Aktuelles Heft Geist & Leben

94. Jahrgang - Heft 2 | April-Juni 2021 (n.499)


Inhalt der aktuellen Ausgabe

Bernhard Körner eröffnet Heft 2 mit einer Notiz zu Jürgen Habermas‘ Reflexion dogmatischer Geltungsansprüche in den Geisteswissenschaften und befragt sie nach Impulsen für die Unterscheidung einer wissenschaftlich-theologischen Außenperspektive von einer gläubigen Innenperspektive. Der inhaltliche Schwerpunkt dieser Ausgabe ist der französischen Schriftstellerin und Mystikerin Madeleine Delbrêl gewidmet. Während der Beitrag von Edith Kürpick FMJ von Madeleines Gedicht „Fahrradspiritualität“ inspiriert ist, kommt die renommierte Delbrêl-Forscherin Annette Schleinzer in einem Interview, das interessante neue Einsichten vermittelt, zu Wort.

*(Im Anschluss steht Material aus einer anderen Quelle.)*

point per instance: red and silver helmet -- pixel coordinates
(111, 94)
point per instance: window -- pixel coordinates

Mathias Moosbrugger begibt sich auf die Spur des eloquenten Petrus Canisius SJ, der eigentlich dem Kartäuser-Orden beitreten wollte und der jesuitischen Spiritualität zunächst nur wenig abgewinnen konnte. Felix Körner SJ beschließt die Rubrik „Nachfolge“ mit einer ignatianischen Betrachtung der Markuspassion, deren Zentrum das Motiv der Verborgenheit Gottes bildet.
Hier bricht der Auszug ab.